Core behavior: All files matching your file_pattern in the directory are combined (UNION) into a single table. This happens on every sync.

This simple design supports two common workflows:

Workflow 1: Accumulate Data Over Time

Add new files to the directory and all rows combine automatically.

data/uploads/sales/
├── sales_2024_01.csv    # 1,000 rows
├── sales_2024_02.csv    # 1,200 rows
└── sales_2024_03.csv    # 1,100 rows
                         # ─────────────
                         # Table: 3,300 rows (all combined)

Use cases: Monthly exports, daily transaction logs, regional data files

Workflow 2: Replace with Latest Data

Keep only one file in the directory. Replace it when you have new data.

data/uploads/inventory/
└── current_inventory.csv    # Latest snapshot only

To update: delete the old file, copy in the new one, sync.

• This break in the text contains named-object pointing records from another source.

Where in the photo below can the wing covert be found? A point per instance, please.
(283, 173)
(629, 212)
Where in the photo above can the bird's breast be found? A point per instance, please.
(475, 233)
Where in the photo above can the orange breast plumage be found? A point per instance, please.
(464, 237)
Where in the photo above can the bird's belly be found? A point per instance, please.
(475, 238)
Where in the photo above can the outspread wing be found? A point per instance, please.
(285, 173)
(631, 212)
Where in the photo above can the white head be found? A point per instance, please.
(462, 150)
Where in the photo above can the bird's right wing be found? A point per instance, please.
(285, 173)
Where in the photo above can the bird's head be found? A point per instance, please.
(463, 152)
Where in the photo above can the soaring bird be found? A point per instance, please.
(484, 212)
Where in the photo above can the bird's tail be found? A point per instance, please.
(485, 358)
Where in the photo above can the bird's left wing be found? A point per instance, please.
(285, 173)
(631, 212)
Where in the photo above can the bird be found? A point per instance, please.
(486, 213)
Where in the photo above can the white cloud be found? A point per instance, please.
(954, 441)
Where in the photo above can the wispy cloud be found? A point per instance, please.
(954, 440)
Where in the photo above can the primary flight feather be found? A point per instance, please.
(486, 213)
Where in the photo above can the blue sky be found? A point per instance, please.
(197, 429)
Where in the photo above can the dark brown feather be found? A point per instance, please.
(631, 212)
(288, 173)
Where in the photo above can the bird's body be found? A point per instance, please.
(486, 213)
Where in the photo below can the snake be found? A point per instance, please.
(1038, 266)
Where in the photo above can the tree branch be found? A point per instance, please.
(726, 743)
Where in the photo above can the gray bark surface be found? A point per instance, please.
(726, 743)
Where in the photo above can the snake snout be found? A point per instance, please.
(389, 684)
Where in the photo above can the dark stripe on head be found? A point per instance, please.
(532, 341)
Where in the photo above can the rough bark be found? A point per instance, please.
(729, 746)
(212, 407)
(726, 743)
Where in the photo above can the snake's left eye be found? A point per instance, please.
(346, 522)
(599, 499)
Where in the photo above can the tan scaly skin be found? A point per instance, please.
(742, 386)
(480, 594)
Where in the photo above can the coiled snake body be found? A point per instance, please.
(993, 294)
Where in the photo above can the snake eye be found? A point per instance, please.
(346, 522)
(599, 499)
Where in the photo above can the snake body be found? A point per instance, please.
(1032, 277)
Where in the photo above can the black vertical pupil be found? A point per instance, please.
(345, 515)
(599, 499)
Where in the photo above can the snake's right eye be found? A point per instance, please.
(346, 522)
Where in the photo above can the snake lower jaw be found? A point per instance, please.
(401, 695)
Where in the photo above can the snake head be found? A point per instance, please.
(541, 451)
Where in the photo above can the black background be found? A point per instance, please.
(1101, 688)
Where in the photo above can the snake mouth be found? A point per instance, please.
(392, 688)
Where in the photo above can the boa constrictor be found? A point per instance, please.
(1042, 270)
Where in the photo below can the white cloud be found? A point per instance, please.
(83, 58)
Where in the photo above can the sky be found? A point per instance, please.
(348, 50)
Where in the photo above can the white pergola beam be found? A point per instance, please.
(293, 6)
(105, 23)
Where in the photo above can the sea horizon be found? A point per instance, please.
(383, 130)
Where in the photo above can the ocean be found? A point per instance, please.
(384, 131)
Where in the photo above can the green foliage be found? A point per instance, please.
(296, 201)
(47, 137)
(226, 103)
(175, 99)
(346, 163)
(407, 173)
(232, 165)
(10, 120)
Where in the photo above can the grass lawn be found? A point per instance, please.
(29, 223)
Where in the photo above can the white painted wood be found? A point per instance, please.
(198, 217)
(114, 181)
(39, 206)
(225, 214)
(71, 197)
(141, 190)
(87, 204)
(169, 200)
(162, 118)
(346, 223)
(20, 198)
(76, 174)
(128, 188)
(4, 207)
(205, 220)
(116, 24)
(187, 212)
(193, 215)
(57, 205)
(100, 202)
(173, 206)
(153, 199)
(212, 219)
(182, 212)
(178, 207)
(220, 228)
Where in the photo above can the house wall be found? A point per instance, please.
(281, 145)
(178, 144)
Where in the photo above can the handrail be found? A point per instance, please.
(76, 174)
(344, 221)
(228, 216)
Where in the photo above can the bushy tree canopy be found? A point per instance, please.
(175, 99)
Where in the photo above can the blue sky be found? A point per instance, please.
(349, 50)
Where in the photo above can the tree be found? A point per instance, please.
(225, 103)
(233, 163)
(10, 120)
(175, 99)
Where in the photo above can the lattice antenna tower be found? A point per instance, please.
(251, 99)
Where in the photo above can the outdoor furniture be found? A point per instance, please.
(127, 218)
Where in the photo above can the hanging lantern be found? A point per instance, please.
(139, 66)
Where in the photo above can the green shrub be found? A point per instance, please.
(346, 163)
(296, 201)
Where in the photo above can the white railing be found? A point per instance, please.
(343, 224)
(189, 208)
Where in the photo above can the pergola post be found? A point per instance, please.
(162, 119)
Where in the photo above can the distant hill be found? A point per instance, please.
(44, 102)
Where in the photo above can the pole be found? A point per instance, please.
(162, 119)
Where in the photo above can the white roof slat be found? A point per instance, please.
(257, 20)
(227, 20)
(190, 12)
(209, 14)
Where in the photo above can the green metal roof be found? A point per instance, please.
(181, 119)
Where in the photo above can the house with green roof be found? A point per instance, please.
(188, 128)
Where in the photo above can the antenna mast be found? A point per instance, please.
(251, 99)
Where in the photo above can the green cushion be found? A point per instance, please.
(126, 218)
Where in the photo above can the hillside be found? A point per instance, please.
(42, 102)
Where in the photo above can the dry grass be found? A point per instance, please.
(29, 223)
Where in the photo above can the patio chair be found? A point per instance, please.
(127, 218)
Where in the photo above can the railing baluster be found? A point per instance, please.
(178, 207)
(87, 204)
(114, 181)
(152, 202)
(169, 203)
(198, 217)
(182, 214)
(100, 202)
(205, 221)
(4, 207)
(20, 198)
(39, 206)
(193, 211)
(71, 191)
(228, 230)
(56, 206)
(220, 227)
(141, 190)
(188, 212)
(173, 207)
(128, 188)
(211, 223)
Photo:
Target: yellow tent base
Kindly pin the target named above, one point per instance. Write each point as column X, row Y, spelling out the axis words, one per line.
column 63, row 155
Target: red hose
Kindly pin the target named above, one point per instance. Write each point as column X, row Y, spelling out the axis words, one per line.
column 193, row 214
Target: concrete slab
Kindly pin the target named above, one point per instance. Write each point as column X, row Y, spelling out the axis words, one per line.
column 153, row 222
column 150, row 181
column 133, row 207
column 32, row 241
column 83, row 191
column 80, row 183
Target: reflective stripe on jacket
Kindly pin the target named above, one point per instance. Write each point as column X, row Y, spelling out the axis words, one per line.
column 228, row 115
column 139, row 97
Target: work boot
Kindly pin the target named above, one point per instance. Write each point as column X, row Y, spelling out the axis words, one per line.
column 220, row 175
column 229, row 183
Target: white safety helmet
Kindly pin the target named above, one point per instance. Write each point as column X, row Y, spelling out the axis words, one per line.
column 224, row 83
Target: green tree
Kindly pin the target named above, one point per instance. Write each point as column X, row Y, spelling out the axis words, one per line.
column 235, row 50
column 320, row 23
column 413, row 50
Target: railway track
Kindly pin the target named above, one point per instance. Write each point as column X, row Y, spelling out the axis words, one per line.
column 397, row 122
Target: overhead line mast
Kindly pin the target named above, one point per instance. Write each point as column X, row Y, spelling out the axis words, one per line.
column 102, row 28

Use cases: Product catalogs, price lists, reference data, point-in-time snapshots

Choose your workflow

  • Growing data? → Add files, let them accumulate
  • Reference data? → Replace the single file each time

Quick Start

dango source add
# Select "CSV Files"
# Enter source name (e.g., "sales_data")
# Confirm directory (default: data/uploads/sales_data)
# Confirm file pattern (default: *.csv)

The wizard creates the directory and configuration for you.

Via Web UI

  1. Start the platform: dango start
  2. Open Web UI at http://localhost:8800
  3. Click "Add Source""CSV"
  4. Follow the prompts
  5. Upload files via the Web UI

Via Configuration File

Edit .dango/sources.yml:

version: '1.0'
sources:
  - name: sales_data
    type: csv
    enabled: true
    description: Monthly sales transactions
    csv:
      directory: data/uploads/sales_data
      file_pattern: "*.csv"

Then copy files and sync:

# Create directory if needed
mkdir -p data/uploads/sales_data

# Copy your CSV files
cp my_sales.csv data/uploads/sales_data/

# Sync
dango sync --source sales_data

Configuration Options

Required Parameters

Parameter Description Example
name Unique identifier for this source sales_data
type Must be csv csv
csv.directory Directory containing CSV files data/uploads/sales_data
csv.file_pattern Glob pattern for files to load *.csv, orders_*.csv

Optional Parameters

Parameter Default Description
enabled true Whether this source is active
description "" Human-readable description
csv.notes null Notes on how to refresh this data

Auto-detected settings

The following are NOT configurable - they are auto-detected by DuckDB:

  • Delimiter - Auto-detected (comma, tab, pipe, etc.)
  • Header - Assumed true (first row = column names)
  • Encoding - Assumed UTF-8
  • Data types - Inferred from first ~1000 rows

Complete Example

sources.yml

version: '1.0'
sources:
  # Sales data - multiple CSV files in one directory
  - name: sales_data
    type: csv
    enabled: true
    description: Monthly sales transactions
    csv:
      directory: data/uploads/sales_data
      file_pattern: "*.csv"
      notes: "Export from POS system monthly"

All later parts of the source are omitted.